Hのことは中学3年生で同じクラスになるまで知らなかった。小学校も別だし、むしろ、覚えきれないくらい同級生がいるので、知らないまま卒業を迎えた同級生のほうが多いくらいだ。そもそも、人の名前と顔を覚えるのが苦手なのだ。中学生の頃のわたしは身長も低くて、肉付きも悪く、骨と皮だった。普段から目立たない、足も遅い、運動音痴、勉強もパッとしない。量産型のイケてない部類の中学生だ。当時人気だったのは、フィジカルが強いとか、足が速いとか、喧嘩が強いのが人気者だった。

Hがのほうが先にわたしのことを認識していたことには少し驚いた。理由は文化祭でちょっとだけドラムを叩いたのを、彼なりの思いで見ていたのだからだと思っている。たぶん、そのことがきっかけになって、少し話すようになり、ブルーハーツというバンドを教えてもらった。当時はまだカセットテープが全盛で、わたしの家にはまだCDラジカセがなかったように思う。たぶん、ダビングしてくれたのではないかと思う。それか、カセットテープからカセットテープへとダビングする。そういう時代だった。

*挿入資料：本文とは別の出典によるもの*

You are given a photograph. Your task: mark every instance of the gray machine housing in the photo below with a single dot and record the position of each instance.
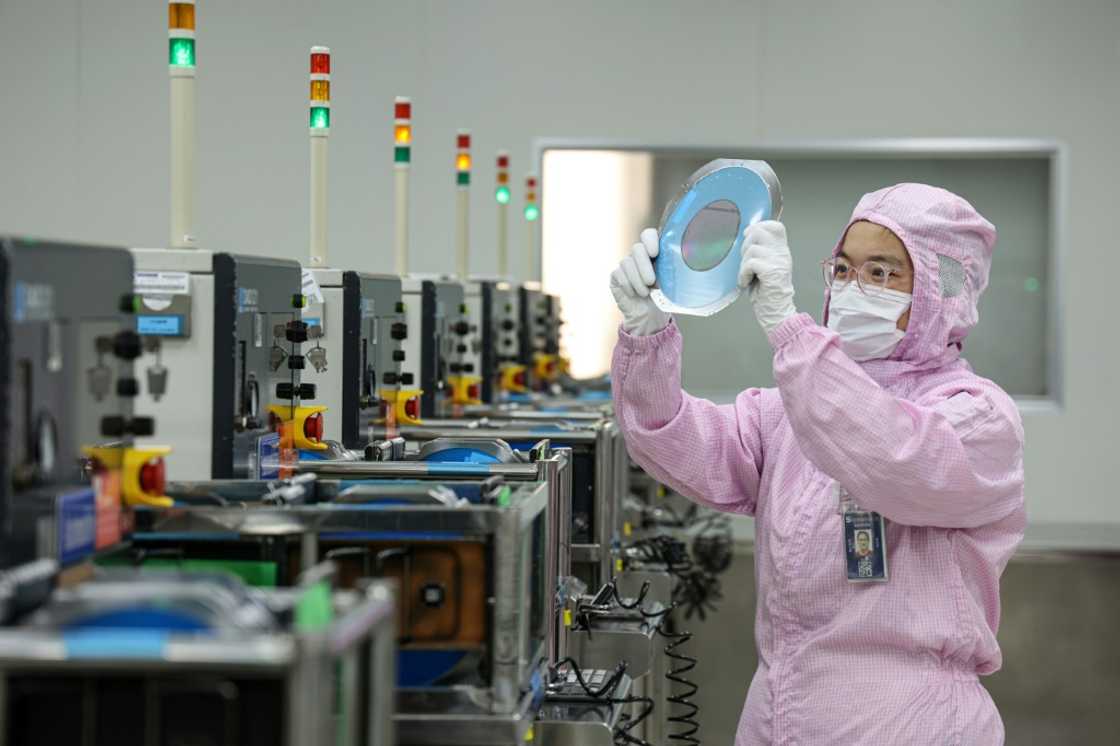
(362, 319)
(61, 302)
(223, 333)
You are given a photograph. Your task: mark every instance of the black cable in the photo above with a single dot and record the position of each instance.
(604, 693)
(682, 699)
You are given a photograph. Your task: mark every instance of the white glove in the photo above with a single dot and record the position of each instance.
(766, 272)
(631, 283)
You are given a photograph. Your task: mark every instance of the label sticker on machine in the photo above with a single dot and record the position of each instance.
(168, 326)
(75, 520)
(161, 283)
(248, 299)
(311, 290)
(268, 456)
(34, 302)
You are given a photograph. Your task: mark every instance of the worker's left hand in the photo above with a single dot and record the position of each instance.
(766, 272)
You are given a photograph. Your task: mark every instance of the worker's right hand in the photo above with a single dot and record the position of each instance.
(631, 283)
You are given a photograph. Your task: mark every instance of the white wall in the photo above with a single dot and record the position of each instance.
(83, 137)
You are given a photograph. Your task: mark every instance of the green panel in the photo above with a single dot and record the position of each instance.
(314, 609)
(262, 575)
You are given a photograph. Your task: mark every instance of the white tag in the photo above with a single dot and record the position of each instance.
(311, 288)
(161, 283)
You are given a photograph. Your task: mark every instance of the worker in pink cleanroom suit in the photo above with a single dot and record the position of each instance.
(876, 417)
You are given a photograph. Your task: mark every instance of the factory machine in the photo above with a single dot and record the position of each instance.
(70, 397)
(231, 325)
(361, 318)
(145, 659)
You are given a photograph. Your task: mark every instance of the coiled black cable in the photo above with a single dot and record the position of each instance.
(687, 689)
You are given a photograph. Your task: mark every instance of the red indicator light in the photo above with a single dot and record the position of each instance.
(313, 427)
(320, 63)
(154, 477)
(412, 408)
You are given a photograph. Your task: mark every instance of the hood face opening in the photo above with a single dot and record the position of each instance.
(950, 245)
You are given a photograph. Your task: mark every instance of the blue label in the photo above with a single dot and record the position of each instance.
(268, 456)
(114, 643)
(75, 519)
(169, 326)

部活にはしっかり顔を出していたので、知っている曲はどちらかというと、吹奏楽で演奏した曲ばかりだったので、パンクバンドの衝撃はそこそこあった。Hから、当時流行っていた(と勝手に思っているが)ブルーハーツのイラストが描かれた缶バッチをもらったことがある。缶バッジを貰った意味は、「一緒の高校に入って一緒にバンドやらろうぜ、お前がドラムな」ということだった。勉強しながらブルーハーツは擦り切れるほどよく聞いた。

残念なことに学力、成績表も悪かったので、Hと一緒の高校を目指す学力、成績ではなかった。生活態度もテスト結果も成績表も、なんなら家計も苦しかった。どこをみても学区内で選択できる高校はなかった。それに気がついたのが中学3年の夏休み前だったと思う。ほんとにそれまで何も考えてこなかったのは、ただのバカだと思う。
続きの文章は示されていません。